Her eyelids fly open and flash murder at me. “You are dating women.”

“Not by choice.”

She ignores my protest. “I am not one of these women.”

“Again, not my choice.”

She snorts and wrestles her way back into her sleeping bag. “You signed a contract. You made the decision to do the show.” She points her finger at me. “You could’ve called me after I broke it off with Mason.”

Something surprising blooms in my chest. Hope? A drop of cold water slides down my neck. I ignore it.
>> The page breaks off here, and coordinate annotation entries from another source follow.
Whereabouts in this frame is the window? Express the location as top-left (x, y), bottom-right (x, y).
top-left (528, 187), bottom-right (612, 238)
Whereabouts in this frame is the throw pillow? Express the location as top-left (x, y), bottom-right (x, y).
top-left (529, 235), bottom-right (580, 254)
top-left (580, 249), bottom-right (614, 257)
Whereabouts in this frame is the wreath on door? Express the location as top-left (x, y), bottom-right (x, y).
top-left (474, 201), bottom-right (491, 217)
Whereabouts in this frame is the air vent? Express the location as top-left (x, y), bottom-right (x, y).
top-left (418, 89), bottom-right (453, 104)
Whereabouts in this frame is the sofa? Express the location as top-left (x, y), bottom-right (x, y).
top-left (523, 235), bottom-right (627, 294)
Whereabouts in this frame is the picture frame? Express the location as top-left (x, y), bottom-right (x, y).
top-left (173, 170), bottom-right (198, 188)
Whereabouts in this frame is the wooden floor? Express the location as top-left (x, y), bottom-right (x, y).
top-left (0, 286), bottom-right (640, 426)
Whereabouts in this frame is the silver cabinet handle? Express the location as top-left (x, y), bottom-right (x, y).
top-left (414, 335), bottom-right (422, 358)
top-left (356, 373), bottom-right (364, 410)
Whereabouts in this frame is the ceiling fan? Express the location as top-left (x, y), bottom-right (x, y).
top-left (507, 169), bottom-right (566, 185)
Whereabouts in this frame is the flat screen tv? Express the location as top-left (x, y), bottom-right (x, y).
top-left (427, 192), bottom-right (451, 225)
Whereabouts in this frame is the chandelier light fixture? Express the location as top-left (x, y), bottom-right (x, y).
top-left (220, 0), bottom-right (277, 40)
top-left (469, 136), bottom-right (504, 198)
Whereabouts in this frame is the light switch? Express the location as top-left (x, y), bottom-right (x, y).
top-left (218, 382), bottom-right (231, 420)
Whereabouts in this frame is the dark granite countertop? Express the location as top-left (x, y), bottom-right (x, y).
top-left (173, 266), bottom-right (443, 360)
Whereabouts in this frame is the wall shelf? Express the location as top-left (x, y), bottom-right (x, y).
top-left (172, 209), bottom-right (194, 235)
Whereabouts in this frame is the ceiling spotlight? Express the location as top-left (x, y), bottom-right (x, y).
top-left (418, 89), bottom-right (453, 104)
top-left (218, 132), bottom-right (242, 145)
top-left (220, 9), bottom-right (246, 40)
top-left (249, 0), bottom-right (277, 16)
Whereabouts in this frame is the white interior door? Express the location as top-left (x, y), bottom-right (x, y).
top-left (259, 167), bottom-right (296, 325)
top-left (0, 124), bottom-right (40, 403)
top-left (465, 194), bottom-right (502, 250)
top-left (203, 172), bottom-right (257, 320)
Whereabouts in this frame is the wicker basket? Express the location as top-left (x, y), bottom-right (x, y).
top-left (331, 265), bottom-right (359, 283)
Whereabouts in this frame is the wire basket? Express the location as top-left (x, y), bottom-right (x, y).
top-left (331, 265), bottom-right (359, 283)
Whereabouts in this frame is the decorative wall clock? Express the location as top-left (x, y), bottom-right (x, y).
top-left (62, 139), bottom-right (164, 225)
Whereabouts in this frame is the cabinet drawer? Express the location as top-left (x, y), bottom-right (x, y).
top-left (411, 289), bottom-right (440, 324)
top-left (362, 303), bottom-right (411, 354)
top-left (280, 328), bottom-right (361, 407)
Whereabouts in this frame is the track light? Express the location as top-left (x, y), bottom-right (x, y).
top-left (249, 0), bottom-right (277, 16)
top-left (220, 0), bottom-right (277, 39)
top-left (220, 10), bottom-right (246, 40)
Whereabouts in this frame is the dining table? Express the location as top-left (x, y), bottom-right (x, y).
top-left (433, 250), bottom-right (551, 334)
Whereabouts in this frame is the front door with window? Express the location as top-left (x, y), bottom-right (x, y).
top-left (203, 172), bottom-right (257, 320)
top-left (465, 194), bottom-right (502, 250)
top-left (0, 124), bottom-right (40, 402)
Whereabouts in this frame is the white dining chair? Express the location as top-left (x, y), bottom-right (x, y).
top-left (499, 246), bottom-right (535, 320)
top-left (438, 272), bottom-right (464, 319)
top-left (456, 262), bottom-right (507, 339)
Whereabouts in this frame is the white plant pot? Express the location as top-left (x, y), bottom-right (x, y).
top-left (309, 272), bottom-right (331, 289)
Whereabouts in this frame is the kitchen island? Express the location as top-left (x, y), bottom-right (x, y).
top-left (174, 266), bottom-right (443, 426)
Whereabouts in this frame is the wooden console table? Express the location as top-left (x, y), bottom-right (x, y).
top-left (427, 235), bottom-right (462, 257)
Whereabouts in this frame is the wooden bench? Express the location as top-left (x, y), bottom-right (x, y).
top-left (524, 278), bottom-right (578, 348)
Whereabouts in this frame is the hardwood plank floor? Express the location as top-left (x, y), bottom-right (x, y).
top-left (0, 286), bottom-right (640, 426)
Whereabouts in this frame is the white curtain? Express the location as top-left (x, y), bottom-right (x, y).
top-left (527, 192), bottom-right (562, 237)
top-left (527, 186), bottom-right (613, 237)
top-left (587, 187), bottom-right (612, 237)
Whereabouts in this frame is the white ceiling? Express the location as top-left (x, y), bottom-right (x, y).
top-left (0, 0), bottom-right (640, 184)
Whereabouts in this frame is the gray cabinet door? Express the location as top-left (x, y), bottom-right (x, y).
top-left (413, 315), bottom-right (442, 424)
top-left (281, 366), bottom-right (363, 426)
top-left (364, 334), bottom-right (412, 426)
Then another drop. Rain pelts down on the back of my head. “Don’t move,” I say. I’d watched the weather yesterday and didn’t see this coming. I’m a dumbass who didn’t check it again early this morning.

I stand so I can make sure the sky flap is completely closed. Kiley burrows into her sleeping bag to avoid the now steady stream of water dripping on her side. The tent shakes from the onslaught outside. Thunder claps in a sudden sharp sound that makes me jump.

In minutes, I’m back inside my sleeping bag and scooting closer to Kiley.

“Don’t come this way. I think there’s a leak,” she whispers.

“Are you wet?” No response. I unzip my sleeping bag. “Get into mine. I’m dry.” I’m talking to myself because she doesn’t even make a sound in response. I’ve never in my life known Kiley to be bashful or speechless.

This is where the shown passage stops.